Seçim çalışmalarını büyük bir disiplin ve düzen içinde gerçekleştiren; hatta yaptığı toplantı ve aday tanıtım programlarında her türlü imkana sahip AK Parti’den aşağı kalmayan, kullandığı görseller, sloganlar ve tanıtım filmleriyle göz dolduran Saadet Partisi’nin İzmit mitingindeydim.

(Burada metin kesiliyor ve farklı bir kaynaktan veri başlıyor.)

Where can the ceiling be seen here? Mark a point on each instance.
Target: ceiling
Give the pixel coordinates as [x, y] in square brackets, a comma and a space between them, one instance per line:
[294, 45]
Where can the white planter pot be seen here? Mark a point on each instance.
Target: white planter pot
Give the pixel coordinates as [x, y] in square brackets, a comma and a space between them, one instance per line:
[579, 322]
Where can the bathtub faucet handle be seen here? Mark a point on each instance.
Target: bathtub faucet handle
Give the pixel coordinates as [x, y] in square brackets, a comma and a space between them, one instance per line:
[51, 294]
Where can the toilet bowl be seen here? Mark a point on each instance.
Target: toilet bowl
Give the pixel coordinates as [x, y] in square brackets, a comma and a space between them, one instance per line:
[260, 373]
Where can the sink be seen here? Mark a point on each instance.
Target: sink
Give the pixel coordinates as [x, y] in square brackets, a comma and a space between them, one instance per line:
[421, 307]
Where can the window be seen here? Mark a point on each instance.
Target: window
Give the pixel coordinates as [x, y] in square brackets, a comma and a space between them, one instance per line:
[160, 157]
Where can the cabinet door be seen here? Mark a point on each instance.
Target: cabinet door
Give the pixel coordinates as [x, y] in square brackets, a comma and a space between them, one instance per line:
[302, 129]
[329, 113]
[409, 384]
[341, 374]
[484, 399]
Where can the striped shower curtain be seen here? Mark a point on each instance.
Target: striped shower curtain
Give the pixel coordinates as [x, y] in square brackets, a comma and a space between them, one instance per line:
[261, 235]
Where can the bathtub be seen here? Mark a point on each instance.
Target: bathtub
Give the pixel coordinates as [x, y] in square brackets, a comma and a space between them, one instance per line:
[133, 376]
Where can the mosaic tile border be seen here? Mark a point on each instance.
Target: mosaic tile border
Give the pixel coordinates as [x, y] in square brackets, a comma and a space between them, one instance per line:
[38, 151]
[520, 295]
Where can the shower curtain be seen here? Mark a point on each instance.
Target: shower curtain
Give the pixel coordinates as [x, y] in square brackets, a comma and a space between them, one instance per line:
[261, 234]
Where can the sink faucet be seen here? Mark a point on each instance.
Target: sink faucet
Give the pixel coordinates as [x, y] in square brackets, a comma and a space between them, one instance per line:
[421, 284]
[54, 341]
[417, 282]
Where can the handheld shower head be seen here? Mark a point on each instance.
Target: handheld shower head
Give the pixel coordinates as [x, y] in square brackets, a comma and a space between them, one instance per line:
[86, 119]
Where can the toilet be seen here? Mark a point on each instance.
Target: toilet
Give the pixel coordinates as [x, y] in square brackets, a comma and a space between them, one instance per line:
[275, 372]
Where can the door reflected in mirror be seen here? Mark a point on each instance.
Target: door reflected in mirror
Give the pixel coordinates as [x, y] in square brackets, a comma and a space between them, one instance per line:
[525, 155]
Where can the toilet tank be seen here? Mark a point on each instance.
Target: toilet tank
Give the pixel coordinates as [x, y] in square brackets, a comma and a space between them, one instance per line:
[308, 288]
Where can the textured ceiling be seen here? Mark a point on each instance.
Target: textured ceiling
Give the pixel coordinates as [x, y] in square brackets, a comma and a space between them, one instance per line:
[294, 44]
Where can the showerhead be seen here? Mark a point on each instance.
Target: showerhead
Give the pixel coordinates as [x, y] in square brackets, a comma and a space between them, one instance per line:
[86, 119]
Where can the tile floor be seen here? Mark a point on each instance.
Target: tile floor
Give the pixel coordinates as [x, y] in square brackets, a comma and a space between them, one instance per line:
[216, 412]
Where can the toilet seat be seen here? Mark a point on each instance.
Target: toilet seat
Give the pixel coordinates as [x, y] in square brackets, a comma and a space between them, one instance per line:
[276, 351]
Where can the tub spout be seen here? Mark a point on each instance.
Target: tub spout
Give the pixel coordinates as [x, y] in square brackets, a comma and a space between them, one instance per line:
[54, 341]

İzmit Milli İrade Meydanında Cumhur İttifakı adına Cumhurbaşkanı Recep Tayyip Erdoğan ile Millet İttifakı adına CHP Genel Başkanı Kemal Kılıçdaroğlu ile İYİ Parti Genel Başkanı Meral Akşener’in hafta içinde gerçekleşen mitingleriyle, Saadet Partisi Genel Başkanı Temel Karamollaoğlu’nun mitngini katılım ve sayı açısından karşılaştırmak elbette haksızlık olurdu.

Saadet Partisi, 31 Mart yerel seçimlerine ittifak kurmadan, kendi parti logosuyla, her yerde tek başına giriyor.

Belki 24 Haziran seçimlerinde de bunu yapsaydı, cumartesi günü İzmit meydanında kalabalık daha fazla olabilirdi. Ama programın içeriği bakımından bence çok özgün ve samimi bir miting oldu.

Öncelikle İzmit’te Büyükşehir dahil 13 belediye başkanının hepsine söz veren tek parti Saadet’ti. Alana gelenler sadece liderleri dinleyip gitmedi, oy atacağı adayları da tanıma, görme imkanı buldu.

Çayırova’dan Kandıra’ya bütün belediye başkanları çıkıp kendini tanıttı, yapmak istediklerini kısa cümlelerle anlattı.

Saadet Partisi’nin çok iddialı olduğu iki ilçe var; Başiskele ile Dilovası.

Başiskele Adayı Zafer Mutlu ile Dilovası Adayı Erdal Dalkılıç sahneye çıktığında meydandaki coşku inanılmazdı. Her ikisi de birleştirici, güzel konuşmalar yaptı.

Saadet Partililerin bu iki adayın yarışı kazanacağından çok umutlu olduğunu, bu işe inandıklarını gördüm.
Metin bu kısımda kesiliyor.